Toward Discovery of the Initial Stiffness-Sensing Mechanism by Adherent Cells

Abstract: The stiffness of the extracellular matrix (ECM) determines nearly every aspect of cellular/tissue development and contributes to metastasis of cancer. Adherent cells’ stiffness-sensing of the ECM triggers intracellular signaling that can affect proliferation, differentiation, and migration of the cells. However, biomechanical and molecular mechanisms behind this stiffness sensing have been largely unclear. One critical early event during the stiff-sensing is believed to be a force transmission through integrin-based adhesions, changing the molecular conformation of the molecules comprising the adhesions that link the ECM to the cytoskeleton. To understand this force transmission, my lab develops experimental and computational techniques, which include soft-gel-based substrates, live-cell imaging, computer-vision-based analysis, and inverse mechanics, etc. In this talk, I will talk about how we use soft-gel to quantify the spatial distribution of mechanical force transmitted by a cell, how we use light microscopy and computer vision to analyze the focal adhesions, and how these techniques are related to stiffness sensing. In particular, I will show you new data where cells can transmit different levels of traction forces in response to varying stiffness, even when the activity of the major motor protein, myosin, is inhibited. At the end of the talk, potential molecules responsible for the differential transmission will be discussed.

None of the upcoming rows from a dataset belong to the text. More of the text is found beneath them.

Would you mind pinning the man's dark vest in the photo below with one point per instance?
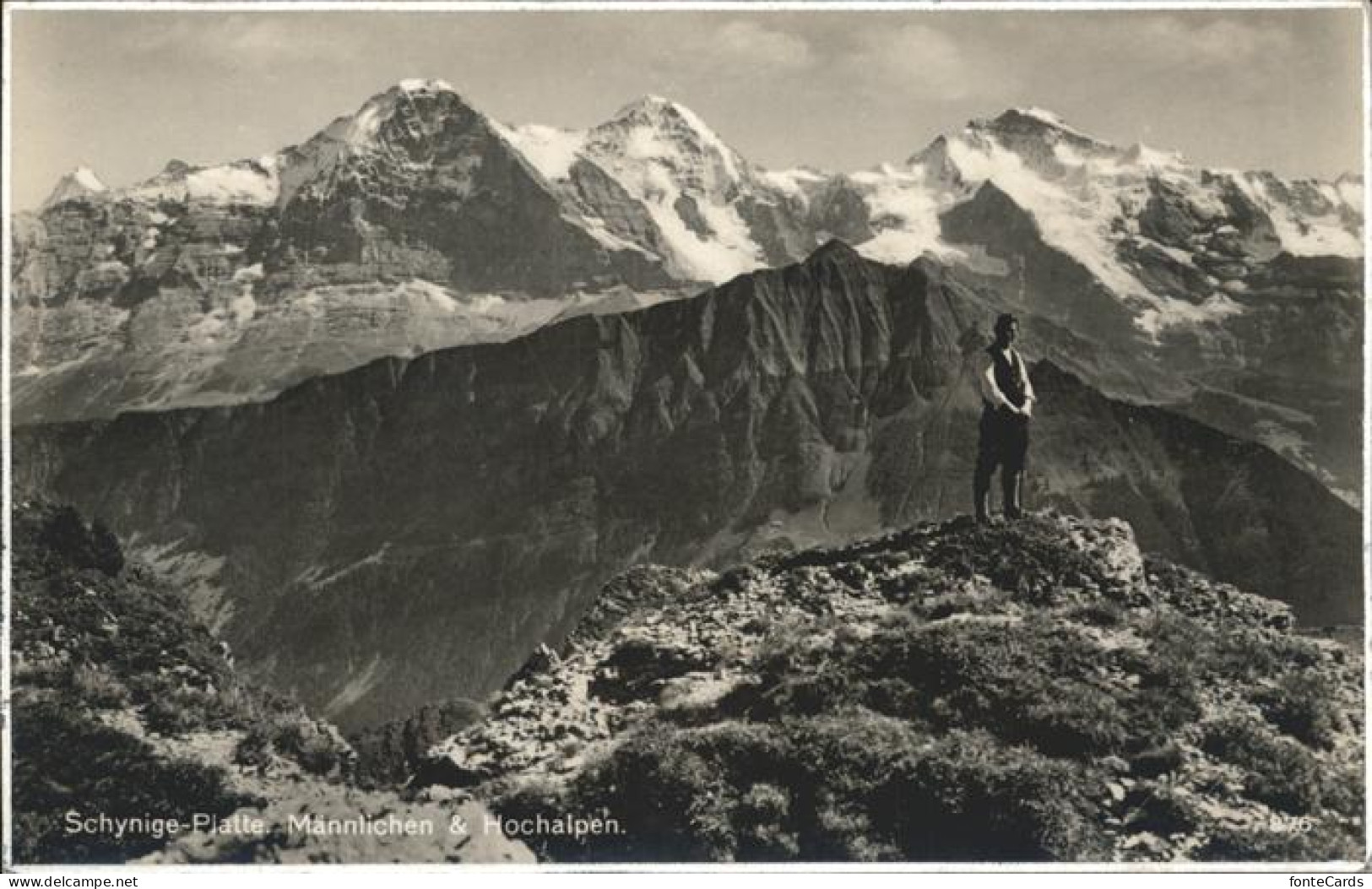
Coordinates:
(1007, 377)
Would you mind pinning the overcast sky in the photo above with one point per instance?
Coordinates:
(122, 92)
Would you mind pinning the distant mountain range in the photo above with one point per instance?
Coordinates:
(408, 531)
(394, 402)
(420, 223)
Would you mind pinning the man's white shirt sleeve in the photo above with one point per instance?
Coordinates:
(990, 390)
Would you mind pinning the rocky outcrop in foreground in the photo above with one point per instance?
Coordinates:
(1027, 691)
(135, 739)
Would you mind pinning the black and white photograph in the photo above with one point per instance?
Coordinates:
(599, 435)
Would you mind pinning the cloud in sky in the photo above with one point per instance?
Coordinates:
(917, 61)
(755, 41)
(840, 89)
(241, 40)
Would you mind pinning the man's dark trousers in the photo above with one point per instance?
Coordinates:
(1005, 445)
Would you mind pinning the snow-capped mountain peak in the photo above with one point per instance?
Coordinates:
(654, 127)
(366, 127)
(79, 182)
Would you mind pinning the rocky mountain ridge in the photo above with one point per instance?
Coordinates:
(1038, 691)
(420, 223)
(498, 486)
(127, 709)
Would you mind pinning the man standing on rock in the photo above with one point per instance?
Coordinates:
(1007, 402)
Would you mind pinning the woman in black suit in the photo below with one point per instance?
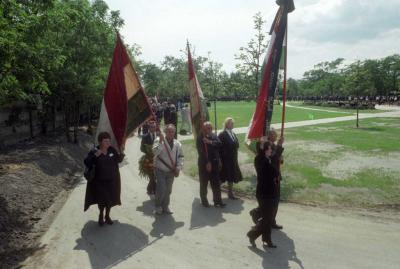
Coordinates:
(105, 189)
(266, 193)
(230, 171)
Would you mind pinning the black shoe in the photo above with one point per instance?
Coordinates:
(254, 215)
(109, 221)
(101, 220)
(269, 244)
(220, 204)
(232, 197)
(251, 240)
(205, 204)
(276, 226)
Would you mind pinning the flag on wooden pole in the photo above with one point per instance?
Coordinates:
(198, 105)
(125, 106)
(261, 120)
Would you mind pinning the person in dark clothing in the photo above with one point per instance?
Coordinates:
(146, 146)
(276, 159)
(105, 189)
(173, 117)
(266, 194)
(230, 171)
(209, 164)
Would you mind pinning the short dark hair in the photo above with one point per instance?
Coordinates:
(263, 146)
(102, 136)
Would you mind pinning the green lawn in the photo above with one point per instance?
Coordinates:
(332, 164)
(242, 111)
(351, 111)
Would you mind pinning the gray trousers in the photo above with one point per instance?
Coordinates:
(163, 188)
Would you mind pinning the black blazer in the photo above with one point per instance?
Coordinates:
(209, 155)
(267, 175)
(146, 140)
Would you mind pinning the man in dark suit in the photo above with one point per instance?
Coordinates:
(276, 159)
(209, 164)
(145, 146)
(229, 156)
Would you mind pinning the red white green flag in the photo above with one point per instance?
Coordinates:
(261, 120)
(125, 106)
(198, 105)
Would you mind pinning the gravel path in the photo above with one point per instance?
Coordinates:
(196, 237)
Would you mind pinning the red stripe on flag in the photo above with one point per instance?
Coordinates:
(115, 98)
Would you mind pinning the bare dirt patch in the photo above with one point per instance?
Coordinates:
(34, 176)
(351, 163)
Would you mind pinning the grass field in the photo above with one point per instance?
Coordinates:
(332, 164)
(242, 111)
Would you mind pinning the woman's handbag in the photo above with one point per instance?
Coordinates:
(89, 173)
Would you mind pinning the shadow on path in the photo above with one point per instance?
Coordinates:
(278, 258)
(109, 245)
(165, 225)
(147, 208)
(202, 216)
(233, 206)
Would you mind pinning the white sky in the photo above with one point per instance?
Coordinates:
(319, 30)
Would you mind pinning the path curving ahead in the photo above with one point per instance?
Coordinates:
(196, 237)
(388, 111)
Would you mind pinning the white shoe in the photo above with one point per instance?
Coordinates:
(159, 210)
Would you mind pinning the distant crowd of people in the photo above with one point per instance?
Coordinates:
(377, 99)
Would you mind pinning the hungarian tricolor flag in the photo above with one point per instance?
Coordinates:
(125, 106)
(198, 104)
(261, 120)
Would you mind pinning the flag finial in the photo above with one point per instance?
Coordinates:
(289, 4)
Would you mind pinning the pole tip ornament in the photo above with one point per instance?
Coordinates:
(288, 4)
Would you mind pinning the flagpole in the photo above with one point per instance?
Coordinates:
(284, 82)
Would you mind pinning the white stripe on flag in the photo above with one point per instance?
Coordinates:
(104, 125)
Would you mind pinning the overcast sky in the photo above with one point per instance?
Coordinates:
(319, 30)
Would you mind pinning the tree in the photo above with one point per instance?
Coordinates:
(250, 62)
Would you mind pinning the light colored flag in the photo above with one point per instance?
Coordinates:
(125, 106)
(198, 104)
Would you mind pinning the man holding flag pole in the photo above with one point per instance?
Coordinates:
(207, 142)
(260, 124)
(124, 108)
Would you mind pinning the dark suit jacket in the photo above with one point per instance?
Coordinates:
(147, 140)
(211, 154)
(229, 157)
(267, 187)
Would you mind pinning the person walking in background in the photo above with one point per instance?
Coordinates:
(185, 117)
(105, 189)
(230, 171)
(276, 160)
(168, 162)
(146, 146)
(209, 164)
(266, 194)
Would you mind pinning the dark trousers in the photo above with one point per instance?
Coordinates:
(215, 187)
(151, 186)
(263, 226)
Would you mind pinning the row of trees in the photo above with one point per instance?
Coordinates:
(55, 56)
(365, 78)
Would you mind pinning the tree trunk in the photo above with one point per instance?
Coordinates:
(76, 122)
(66, 118)
(30, 122)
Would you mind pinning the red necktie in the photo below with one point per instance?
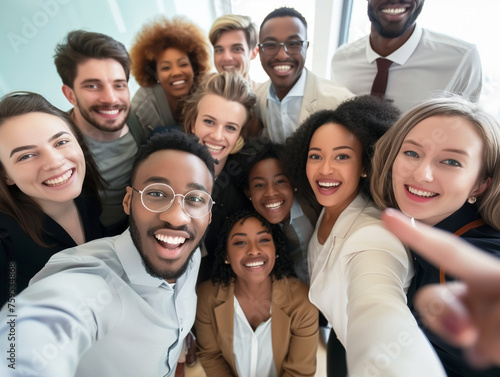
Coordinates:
(380, 82)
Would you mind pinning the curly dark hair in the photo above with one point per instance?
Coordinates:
(223, 273)
(161, 34)
(254, 151)
(176, 140)
(367, 117)
(284, 12)
(81, 45)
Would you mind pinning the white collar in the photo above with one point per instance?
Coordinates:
(402, 54)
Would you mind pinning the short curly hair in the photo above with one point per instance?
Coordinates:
(367, 117)
(223, 273)
(161, 34)
(175, 140)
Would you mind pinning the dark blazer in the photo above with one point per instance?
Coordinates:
(22, 257)
(294, 329)
(483, 237)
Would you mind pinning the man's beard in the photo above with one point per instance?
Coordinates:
(150, 268)
(104, 128)
(390, 34)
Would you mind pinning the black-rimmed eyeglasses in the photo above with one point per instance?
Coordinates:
(159, 197)
(272, 48)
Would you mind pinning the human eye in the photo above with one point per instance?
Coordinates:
(293, 44)
(26, 156)
(452, 162)
(314, 156)
(411, 154)
(61, 142)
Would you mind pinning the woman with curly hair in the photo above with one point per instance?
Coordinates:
(254, 318)
(359, 271)
(440, 164)
(168, 59)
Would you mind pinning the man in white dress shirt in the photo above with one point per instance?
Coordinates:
(424, 63)
(121, 306)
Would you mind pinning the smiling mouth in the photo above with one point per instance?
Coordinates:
(393, 11)
(282, 67)
(423, 194)
(254, 264)
(62, 179)
(178, 82)
(214, 148)
(169, 242)
(328, 184)
(274, 205)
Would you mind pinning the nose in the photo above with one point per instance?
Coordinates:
(282, 53)
(175, 215)
(423, 172)
(217, 133)
(108, 94)
(53, 159)
(326, 167)
(270, 190)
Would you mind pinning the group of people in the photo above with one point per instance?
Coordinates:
(279, 226)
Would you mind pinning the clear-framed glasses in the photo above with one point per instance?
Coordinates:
(291, 47)
(159, 197)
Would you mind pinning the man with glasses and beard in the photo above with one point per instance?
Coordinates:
(95, 70)
(420, 62)
(122, 306)
(293, 92)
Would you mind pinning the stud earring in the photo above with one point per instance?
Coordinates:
(472, 200)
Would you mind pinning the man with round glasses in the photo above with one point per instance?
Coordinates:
(122, 306)
(293, 92)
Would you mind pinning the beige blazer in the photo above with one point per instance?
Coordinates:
(319, 94)
(294, 329)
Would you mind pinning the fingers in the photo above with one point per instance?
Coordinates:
(444, 313)
(441, 248)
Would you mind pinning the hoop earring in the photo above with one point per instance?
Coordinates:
(239, 144)
(472, 200)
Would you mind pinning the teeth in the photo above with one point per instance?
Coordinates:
(215, 148)
(282, 68)
(426, 194)
(109, 112)
(59, 181)
(329, 184)
(394, 11)
(169, 239)
(254, 264)
(273, 205)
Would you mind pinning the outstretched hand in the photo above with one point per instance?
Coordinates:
(467, 313)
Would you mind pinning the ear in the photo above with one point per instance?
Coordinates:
(255, 51)
(481, 187)
(69, 94)
(127, 200)
(9, 181)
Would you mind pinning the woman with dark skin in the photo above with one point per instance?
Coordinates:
(254, 318)
(169, 57)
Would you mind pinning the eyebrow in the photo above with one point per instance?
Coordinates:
(333, 149)
(452, 150)
(192, 185)
(245, 234)
(25, 147)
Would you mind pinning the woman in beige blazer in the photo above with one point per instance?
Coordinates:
(252, 277)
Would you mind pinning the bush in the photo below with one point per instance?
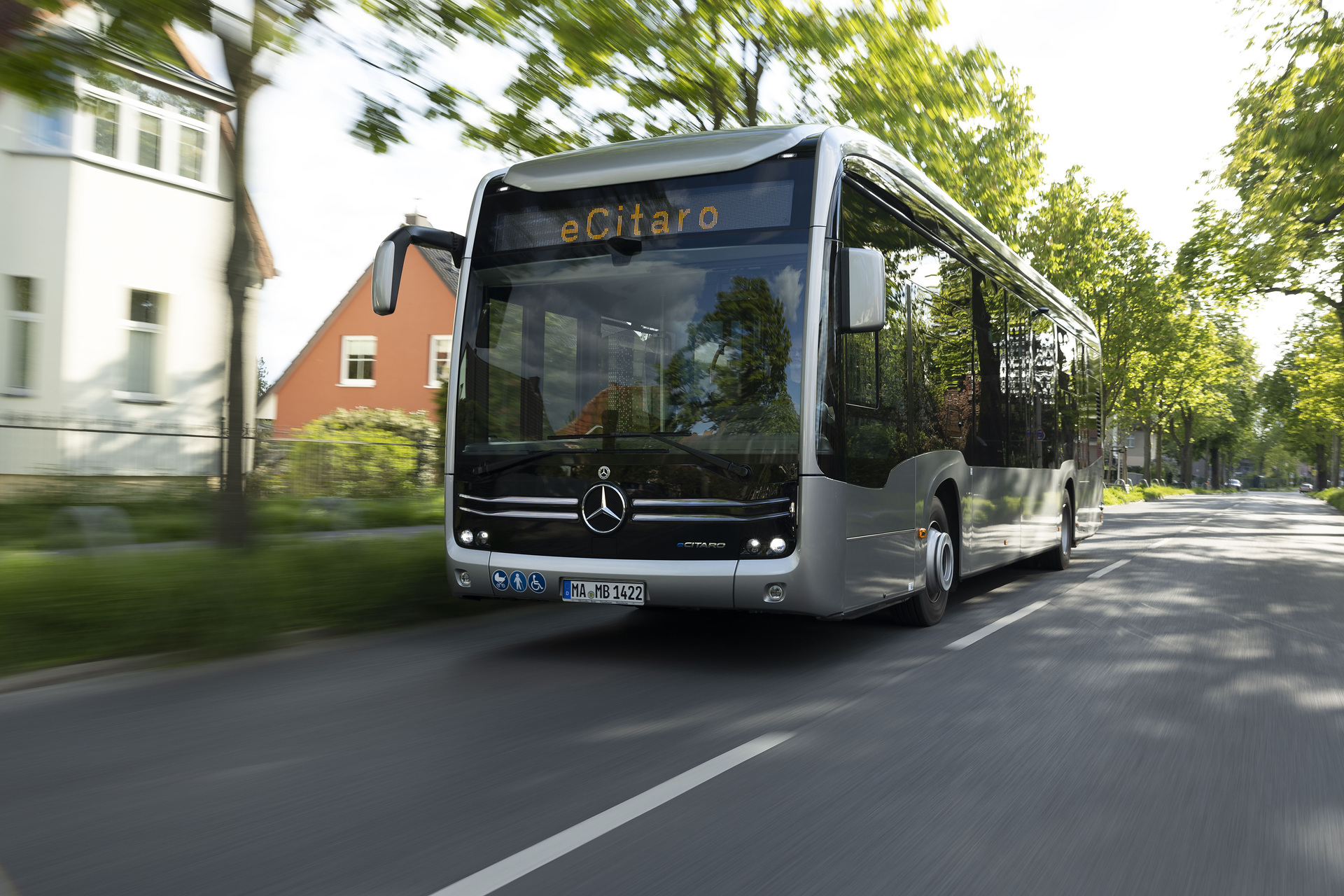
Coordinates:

Bio: Sangyoon Han received his Ph.D. in Mechanical Engineering at the University of Washington (UW) in 2012 and did postdoctoral training with Dr. Gaudenz Danuser in the Department of Cell Biology at Harvard Medical School and the University of Texas Southwestern Medical Center for five years until 2017. Before the Ph.D., he received B.S and M.S. degree from Mechanical Engineering at Seoul National University, Seoul, Korea in 2002 and 2004. He joined Michigan Tech, Biomedical Engineering from this fall, 2017, and started Mechanobiology Laboratory. His lab’s interests are in understanding the dynamic nature of force modulation occurring across cell adhesions and cytoskeleton that regulate cells’ environmental sensing. His lab develops a minimally-perturbing experimental approach and computational techniques, including soft-gel fabrication, nano-mechanical tools, live-cell microscopy, and image data modeling, to capture the coupling between force modulation and cellular molecular dynamics.